Lorsque nous voyons l'Afrique sur une projection de Mercator (4), elle semble toujours aussi grande que le Groenland. En fait, l'Afrique est 15 fois plus grande que le Groenland ou que les Etats-Unis + la Chine + l'Inde + le Japon + l'Europe + le Mexique. (5)

Mais si vous représentez l'Afrique par rapport au monde en termes de "dentistes travaillant", l'Afrique n'existe presque pas. En plus de cela, la population entière est dispersée sur tout le continent avec une concentration étrangement plus élevée de la population sur la côte méditerranéenne, dans le delta du Niger et dans les pays enclavés comme l'Ethiopie, l'Ouganda, le Rwanda et le Burundi.

 

 

 

 

 

 

 

 

 

 

 


La population totale, équivalente à la population de l'Inde, est pulvérisée sur une surface dix fois plus grande et les problèmes socio-économiques similaires augmentent avec le nombre de pays. 57 pays différents aux frontières artificiellement tracées par les anciens dirigeants coloniaux, gérés (pillés) par des oligarques soucieux de protéger leurs privilèges et où toutes les expériences démocratiques ont débouché sur des conflits meurtriers et destructeurs.

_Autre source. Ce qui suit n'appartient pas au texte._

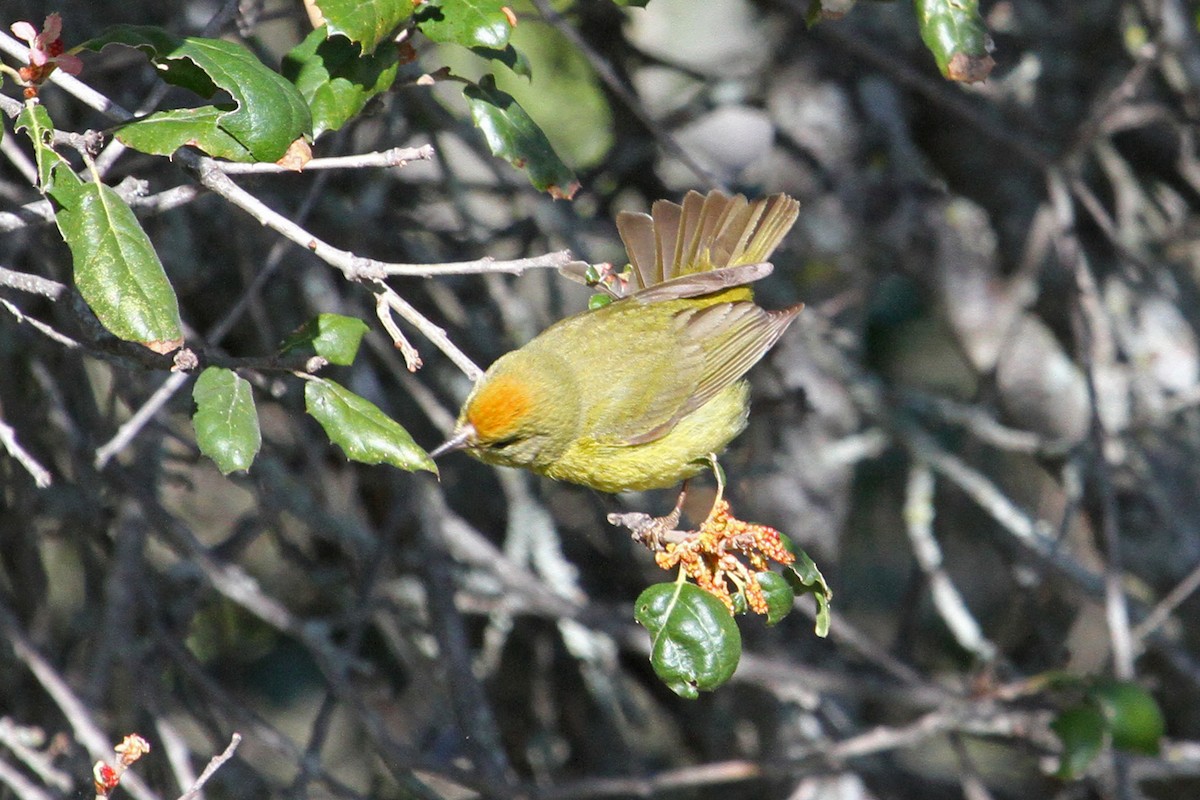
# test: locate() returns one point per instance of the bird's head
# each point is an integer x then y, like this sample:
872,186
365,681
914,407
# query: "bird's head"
522,413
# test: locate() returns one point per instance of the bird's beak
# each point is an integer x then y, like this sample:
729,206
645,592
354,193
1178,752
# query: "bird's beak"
461,438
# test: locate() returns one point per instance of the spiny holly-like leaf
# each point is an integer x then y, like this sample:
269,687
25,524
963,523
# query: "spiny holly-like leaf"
471,23
513,136
36,122
226,420
955,34
268,114
335,79
361,429
331,336
509,56
165,132
1081,731
807,579
695,644
1134,719
366,22
779,595
115,266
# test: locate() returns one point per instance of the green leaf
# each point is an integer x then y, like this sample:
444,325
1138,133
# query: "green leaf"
695,643
1134,717
331,336
509,56
268,113
1081,731
955,34
366,22
779,595
115,266
513,136
335,79
36,122
471,23
807,579
226,420
361,429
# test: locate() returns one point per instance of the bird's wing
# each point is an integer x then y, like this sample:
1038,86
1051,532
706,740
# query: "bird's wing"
730,337
707,232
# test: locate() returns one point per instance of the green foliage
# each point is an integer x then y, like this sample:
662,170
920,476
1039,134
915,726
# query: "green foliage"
1133,716
361,429
1116,711
513,136
336,79
695,644
1081,731
267,116
469,23
779,595
561,78
807,579
334,337
365,22
226,420
955,34
115,266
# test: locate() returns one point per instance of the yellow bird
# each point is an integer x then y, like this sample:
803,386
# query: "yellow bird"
639,394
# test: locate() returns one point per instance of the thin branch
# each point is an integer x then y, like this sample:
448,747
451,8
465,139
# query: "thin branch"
31,283
87,731
918,513
9,441
216,763
432,332
23,741
393,157
141,417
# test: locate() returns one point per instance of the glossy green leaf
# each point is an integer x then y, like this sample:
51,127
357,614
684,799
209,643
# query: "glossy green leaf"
779,595
807,579
268,113
955,34
562,77
36,122
335,79
1080,728
366,22
695,644
471,23
165,132
226,420
115,266
361,429
1134,719
513,136
509,56
331,336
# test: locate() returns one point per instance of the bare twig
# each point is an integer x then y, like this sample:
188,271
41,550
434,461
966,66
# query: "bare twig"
393,157
9,441
214,764
918,515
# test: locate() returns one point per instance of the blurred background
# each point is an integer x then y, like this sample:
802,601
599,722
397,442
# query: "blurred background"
984,427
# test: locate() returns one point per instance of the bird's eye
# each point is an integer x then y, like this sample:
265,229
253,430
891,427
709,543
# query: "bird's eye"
507,441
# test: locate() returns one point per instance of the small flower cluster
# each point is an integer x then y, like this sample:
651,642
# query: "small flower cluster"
108,776
46,53
709,555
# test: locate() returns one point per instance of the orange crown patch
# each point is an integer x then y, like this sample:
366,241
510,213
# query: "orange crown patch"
498,408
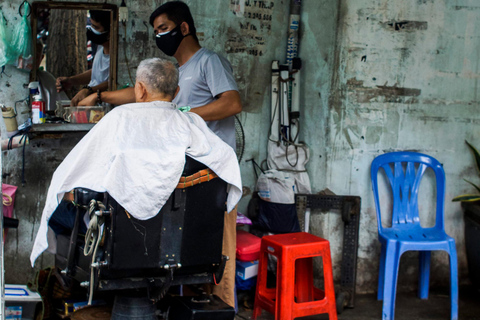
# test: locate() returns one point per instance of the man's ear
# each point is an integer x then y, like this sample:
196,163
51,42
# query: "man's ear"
140,92
184,28
176,92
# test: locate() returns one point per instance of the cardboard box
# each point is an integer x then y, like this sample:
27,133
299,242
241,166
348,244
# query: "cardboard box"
20,303
247,269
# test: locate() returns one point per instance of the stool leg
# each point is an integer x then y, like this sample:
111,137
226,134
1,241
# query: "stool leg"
285,288
261,283
304,280
329,286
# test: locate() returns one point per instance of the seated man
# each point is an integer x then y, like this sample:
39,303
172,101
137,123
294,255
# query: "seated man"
136,153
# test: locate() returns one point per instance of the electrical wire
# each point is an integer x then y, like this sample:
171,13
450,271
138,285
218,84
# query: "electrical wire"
125,51
285,139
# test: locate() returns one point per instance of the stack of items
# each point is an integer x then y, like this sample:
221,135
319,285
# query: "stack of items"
248,250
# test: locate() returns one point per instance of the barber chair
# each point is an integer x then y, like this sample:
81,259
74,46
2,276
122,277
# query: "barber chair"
181,245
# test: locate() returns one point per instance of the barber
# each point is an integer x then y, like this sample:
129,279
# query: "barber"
95,79
206,85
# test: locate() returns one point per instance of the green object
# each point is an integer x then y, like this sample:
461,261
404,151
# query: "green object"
7,55
185,108
471,197
22,36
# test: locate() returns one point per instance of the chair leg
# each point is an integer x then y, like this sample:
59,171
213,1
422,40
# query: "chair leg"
392,260
453,281
381,274
424,271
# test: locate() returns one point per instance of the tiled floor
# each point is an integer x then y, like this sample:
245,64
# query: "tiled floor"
408,307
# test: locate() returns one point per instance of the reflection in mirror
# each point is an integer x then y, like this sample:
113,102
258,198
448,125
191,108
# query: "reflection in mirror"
75,50
60,35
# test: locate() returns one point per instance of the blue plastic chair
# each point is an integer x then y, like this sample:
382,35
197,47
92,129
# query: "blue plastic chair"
405,171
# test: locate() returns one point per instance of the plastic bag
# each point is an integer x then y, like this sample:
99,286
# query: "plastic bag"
22,40
277,211
7,55
276,186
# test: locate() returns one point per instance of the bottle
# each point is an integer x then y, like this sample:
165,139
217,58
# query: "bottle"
38,110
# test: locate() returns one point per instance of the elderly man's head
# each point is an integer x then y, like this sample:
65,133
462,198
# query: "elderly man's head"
157,79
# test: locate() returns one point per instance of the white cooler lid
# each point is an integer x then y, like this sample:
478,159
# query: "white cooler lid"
19,292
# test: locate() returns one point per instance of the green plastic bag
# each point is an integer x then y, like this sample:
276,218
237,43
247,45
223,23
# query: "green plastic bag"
22,36
7,55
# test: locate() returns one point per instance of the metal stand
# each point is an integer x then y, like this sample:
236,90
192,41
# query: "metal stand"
349,207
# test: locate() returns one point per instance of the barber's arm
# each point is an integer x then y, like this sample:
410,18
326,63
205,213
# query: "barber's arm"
227,104
82,94
117,97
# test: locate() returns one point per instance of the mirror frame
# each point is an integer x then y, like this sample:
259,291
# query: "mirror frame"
112,82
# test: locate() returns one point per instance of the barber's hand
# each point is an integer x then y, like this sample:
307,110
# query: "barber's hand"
63,83
91,100
82,94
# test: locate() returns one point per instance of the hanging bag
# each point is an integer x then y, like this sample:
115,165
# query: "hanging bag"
22,39
277,211
7,55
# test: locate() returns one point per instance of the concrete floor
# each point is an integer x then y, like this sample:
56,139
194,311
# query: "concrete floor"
408,307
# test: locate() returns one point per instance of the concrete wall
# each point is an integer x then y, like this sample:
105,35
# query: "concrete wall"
406,78
378,76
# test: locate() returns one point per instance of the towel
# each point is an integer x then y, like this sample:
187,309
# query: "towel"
136,153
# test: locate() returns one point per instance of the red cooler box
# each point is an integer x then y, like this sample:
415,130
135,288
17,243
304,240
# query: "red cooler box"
248,246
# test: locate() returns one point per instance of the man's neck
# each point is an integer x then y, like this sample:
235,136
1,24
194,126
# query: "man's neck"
161,97
106,47
186,50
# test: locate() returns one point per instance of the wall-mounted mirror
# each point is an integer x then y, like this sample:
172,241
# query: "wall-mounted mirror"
74,40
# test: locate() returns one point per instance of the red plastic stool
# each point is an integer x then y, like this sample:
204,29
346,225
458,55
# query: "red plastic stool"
295,296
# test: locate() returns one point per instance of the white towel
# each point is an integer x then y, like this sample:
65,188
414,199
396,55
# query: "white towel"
136,153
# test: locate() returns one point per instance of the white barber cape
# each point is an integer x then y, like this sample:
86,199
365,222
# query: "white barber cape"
136,153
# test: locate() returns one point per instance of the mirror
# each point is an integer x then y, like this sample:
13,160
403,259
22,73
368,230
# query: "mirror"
62,50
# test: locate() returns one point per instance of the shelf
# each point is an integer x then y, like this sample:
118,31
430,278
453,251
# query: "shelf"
62,127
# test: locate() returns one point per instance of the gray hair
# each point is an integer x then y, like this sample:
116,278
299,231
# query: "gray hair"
158,75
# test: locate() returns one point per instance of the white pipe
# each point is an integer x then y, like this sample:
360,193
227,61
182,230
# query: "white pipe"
275,103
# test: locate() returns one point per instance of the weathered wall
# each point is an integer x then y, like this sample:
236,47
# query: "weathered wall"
370,83
406,78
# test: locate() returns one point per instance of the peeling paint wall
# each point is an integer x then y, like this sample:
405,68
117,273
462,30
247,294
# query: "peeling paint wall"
406,78
377,76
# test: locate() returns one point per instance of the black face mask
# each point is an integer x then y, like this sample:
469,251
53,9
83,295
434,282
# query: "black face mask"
97,37
169,41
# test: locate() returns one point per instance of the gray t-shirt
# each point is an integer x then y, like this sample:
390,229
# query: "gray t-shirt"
202,78
100,67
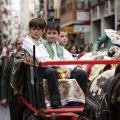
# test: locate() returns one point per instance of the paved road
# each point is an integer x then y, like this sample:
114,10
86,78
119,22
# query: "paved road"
4,113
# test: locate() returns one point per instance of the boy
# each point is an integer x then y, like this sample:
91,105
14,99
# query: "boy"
63,37
52,50
36,27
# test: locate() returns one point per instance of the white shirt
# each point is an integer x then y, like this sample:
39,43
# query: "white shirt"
45,56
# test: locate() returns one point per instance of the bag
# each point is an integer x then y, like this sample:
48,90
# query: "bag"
102,95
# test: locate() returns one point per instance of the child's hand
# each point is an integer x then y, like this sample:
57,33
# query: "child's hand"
94,53
113,49
68,73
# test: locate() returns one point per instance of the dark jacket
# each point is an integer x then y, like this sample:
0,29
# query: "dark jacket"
6,89
102,39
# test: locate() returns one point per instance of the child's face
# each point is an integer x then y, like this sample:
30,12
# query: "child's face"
73,50
52,35
35,32
63,38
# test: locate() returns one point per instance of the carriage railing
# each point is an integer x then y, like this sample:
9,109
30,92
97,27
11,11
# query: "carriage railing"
33,80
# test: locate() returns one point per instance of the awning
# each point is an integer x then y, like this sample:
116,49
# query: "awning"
70,30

Les rares infrastructures héritées des colonies s'effondrent. La dérive croissante de la terre vers le chaos surpeuplé des camps miniers et des bidonvilles grandissants les rend plus anarchiques, générant le banditisme, le jeu, la prostitution et la violence.

Cette dérive chaotique de la terre vers les villes insalubres et peu

hygiéniques accentue les crises sanitaires déjà préoccupantes (6).

Les problèmes de santé, généralement liés au parasitisme et à

l'insalubrité de l'eau sont aujourd'hui aggravés par les carences

nutritionnelles et la malnutrition qui augmentent le risque de syndrome
d'immunodéficience acquise (SIDA) et aussi toutes les nouvelles MNC

(maladies non conventionnelles) qui se développent inexorablement

au sein d'une population stressée par les guerres et les conflits.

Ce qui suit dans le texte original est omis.